Whistleblowing e cultura
L’adozione formale di uno strumento di segnalazione, però, è un aspetto diverso dalla tutela dei whistleblower all’interno delle aziende.
Una cultura aperta alla segnalazione, definita “Speak Up Culture”, è il secondo driver di implementazione di una soluzione ad hoc, con il 59% del campione.
Un altro 24% dei rispondenti in Italia ha citato la prevenzione di sanzioni economiche o danni alla reputazione delle proprie organizzazioni come motivo per adottare una soluzione di segnalazione.
Le segnalazioni ricevute
Il 34% delle aziende italiane ha ricevuto almeno una segnalazione attraverso il sistema implementato, mentre il 12% ha ricevuto almeno 10 segnalazioni nel 2023.
La quota di 50 segnalazioni viene superata da aziende che, tipicamente, hanno oltre 10mila dipendenti.
Circa un quinto delle segnalazioni riguardava casi legati alla gestione HR (21%), seguito da episodi di frode e corruzione (14%), problemi relativi alla protezione dei dati (8%) e violazioni delle norme sociali e dei diritti umani (7%).
L’anonimato serve
Sebbene la legislazione italiana non imponga alle organizzazioni di ricevere segnalazioni anonime, 9 aziende italiane su 10 (91%) consentono ai whistleblower di inviare segnalazioni senza rivelare la propria identità.
Uno studio precedente, l’EQS Whistleblowing Report 2021, ha dimostrato che circa la metà di tutte le segnalazioni iniziali vengono effettuate in forma anonima se il canale di segnalazione lo consente.
La disponibilità di un canale anonimo non ha avuto, invece, alcun effetto sul numero di segnalazioni “abusive”, cioè effettuate con l'intento di danneggiare i dipendenti o l'azienda.
«I risultati dell’indagine mostrano che la compliance normativa rimane il fattore più importante per la protezione dei segnalanti – commenta Mimmo Santonicola, Country Manager di EQS Group Italia.
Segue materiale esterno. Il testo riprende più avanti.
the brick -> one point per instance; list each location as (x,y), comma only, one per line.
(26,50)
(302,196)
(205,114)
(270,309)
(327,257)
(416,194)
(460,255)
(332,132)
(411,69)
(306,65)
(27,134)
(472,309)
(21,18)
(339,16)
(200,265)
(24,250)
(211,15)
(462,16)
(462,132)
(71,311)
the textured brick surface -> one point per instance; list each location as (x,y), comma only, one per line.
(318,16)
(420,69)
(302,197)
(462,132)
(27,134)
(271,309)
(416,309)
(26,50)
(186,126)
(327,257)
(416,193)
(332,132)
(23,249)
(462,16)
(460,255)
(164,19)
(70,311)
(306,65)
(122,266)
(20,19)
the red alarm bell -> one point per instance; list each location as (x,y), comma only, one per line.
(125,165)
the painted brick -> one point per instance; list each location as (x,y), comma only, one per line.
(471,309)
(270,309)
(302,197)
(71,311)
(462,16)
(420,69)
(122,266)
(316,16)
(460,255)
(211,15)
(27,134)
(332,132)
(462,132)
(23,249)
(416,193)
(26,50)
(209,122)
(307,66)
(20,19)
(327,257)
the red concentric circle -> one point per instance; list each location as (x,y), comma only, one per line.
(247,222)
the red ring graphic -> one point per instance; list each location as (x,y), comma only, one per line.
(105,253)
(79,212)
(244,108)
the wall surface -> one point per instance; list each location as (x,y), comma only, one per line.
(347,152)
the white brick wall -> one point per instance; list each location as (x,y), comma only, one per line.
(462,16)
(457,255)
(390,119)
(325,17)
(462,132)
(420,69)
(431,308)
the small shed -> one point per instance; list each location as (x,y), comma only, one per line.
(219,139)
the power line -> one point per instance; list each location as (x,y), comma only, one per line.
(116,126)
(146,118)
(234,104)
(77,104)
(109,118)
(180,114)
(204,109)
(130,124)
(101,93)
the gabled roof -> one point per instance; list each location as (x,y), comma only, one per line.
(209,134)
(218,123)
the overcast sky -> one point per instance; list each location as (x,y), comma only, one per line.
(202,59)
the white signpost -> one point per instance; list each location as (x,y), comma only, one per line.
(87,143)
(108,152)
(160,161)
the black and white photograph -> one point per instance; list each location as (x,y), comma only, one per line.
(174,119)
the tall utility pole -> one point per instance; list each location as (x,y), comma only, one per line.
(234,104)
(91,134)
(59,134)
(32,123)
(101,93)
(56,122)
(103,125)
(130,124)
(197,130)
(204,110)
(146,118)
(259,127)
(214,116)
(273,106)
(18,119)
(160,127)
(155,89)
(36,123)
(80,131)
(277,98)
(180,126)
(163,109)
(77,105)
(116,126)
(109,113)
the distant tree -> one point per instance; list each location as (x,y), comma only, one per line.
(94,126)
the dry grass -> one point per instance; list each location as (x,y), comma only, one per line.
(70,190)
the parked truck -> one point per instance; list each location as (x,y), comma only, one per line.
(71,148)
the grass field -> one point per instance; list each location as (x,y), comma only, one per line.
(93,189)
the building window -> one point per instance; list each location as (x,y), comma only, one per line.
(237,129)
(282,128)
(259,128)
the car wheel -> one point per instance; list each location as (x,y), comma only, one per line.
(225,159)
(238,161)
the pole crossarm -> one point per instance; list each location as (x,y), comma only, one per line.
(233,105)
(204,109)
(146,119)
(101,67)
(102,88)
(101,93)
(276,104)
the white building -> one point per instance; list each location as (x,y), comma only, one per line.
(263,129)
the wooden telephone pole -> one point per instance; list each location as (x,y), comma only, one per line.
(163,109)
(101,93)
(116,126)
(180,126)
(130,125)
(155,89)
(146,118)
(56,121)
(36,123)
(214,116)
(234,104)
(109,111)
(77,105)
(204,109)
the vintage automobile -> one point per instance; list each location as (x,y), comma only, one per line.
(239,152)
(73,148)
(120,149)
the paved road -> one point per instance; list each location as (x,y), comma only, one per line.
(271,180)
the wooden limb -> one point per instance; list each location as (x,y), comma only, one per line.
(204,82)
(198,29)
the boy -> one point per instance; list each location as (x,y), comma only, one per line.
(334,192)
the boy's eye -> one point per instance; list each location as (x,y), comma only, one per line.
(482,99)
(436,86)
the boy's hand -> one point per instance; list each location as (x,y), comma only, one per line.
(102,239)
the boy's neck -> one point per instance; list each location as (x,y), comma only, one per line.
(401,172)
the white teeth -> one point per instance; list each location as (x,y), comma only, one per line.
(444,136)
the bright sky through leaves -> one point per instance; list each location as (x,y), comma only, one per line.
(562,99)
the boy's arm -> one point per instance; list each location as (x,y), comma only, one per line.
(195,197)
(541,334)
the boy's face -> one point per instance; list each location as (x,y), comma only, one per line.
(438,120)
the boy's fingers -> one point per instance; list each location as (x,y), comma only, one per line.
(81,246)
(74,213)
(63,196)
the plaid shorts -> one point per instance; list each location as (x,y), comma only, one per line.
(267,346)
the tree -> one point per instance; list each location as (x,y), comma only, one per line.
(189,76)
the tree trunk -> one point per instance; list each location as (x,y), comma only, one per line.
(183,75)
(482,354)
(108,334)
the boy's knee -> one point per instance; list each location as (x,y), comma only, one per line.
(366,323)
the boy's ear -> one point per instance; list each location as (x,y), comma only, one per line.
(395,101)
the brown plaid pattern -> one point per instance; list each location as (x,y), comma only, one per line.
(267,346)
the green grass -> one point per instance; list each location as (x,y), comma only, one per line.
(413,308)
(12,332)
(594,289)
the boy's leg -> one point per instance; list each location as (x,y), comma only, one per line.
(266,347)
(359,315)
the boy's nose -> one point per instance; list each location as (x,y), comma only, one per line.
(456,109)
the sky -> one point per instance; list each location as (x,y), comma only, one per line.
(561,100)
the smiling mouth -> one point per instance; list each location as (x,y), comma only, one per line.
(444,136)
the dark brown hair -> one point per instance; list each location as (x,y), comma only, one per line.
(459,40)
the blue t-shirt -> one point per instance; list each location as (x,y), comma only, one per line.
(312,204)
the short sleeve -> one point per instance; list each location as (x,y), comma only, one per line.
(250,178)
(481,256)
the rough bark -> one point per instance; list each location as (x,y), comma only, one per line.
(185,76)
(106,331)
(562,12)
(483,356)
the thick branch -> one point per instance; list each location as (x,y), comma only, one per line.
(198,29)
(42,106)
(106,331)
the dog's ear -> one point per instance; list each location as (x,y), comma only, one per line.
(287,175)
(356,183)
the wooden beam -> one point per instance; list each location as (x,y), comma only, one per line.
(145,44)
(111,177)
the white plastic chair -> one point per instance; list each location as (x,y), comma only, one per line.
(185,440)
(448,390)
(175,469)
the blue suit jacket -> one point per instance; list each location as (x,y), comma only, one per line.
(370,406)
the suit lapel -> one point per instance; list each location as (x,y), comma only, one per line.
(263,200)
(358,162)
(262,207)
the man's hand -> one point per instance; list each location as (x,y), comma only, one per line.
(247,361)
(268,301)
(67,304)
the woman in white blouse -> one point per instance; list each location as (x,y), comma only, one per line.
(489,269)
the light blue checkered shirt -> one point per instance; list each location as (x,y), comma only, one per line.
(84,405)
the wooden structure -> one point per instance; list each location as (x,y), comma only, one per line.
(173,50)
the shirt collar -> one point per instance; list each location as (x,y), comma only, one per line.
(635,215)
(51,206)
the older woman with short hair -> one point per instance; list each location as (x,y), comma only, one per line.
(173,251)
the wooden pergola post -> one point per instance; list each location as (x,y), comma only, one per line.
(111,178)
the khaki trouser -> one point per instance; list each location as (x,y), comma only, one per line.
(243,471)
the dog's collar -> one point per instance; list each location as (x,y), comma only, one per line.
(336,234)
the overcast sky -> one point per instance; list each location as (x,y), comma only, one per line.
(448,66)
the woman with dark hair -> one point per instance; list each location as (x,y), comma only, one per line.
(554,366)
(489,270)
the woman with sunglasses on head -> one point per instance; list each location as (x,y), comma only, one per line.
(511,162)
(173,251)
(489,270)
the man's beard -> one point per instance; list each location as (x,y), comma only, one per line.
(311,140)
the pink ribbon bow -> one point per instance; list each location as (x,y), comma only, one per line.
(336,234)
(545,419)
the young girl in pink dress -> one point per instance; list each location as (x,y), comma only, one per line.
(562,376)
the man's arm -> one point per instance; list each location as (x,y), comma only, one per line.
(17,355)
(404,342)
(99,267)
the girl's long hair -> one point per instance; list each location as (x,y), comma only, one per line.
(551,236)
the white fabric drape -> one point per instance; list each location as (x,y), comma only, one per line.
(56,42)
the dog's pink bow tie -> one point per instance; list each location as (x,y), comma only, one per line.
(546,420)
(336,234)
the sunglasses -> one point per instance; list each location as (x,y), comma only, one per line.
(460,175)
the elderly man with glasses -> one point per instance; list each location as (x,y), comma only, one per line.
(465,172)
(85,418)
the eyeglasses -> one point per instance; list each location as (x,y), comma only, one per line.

Sebbene ciò sia comprensibile, non tiene sufficientemente conto dell'importanza di effettuare segnalazioni per promuovere l'integrità aziendale, l'etica e una cultura aziendale trasparente.
Data la crescente complessità del panorama globale della compliance, le aziende dovrebbero anche guardare oltre le singole leggi e adottare una visione più olistica e integrata della compliance. In questo la tecnologia può giocare un ruolo centrale. Le soluzioni digitali possono aiutare a soddisfare i requisiti normativi in modo più efficiente, mitigare i rischi e comunicare in modo trasparente con gli stakeholder interni ed esterni. Sono anche l’unico canale in grado di garantire il completo anonimato ai segnalanti».
L’accesso agli stakeholder esterni
Il 90% delle aziende rispondenti in Italia consente anche agli stakeholder esterni, come clienti, fornitori e partner, di accedere ai canali di segnalazione.
Questo approccio è molto utile alle aziende che devono rispettare normative stringenti sulla catena di fornitura, in primis la Direttiva UE sulla due diligence della catena di fornitura (CSDDD), approvata dagli Stati membri dell’UE nel maggio 2024, che richiede che i canali di segnalazione siano accessibili a stakeholder esterni lungo la catena di approvvigionamento. Ricalcaldo la legge tedesca sulla due diligence della catena di fornitura (LkSG).
«Molti casi di cattiva condotta potrebbero non essere notati dai dipendenti dell'azienda, ma piuttosto dai clienti, dai fornitori o dai partner commerciali – aggiunge Santonicola. Alcune aziende temono di essere inondate di segnalazioni infondate se aprono il loro sistema di segnalazione a stakeholder esterni, ma l'esperienza dimostra che questa preoccupazione è infondata e che le aziende invece traggono grandi vantaggi dalle segnalazioni provenienti dalla loro rete, poiché potrebbero venire a conoscenza delle irregolarità più rapidamente e prevenire eventuali rischi».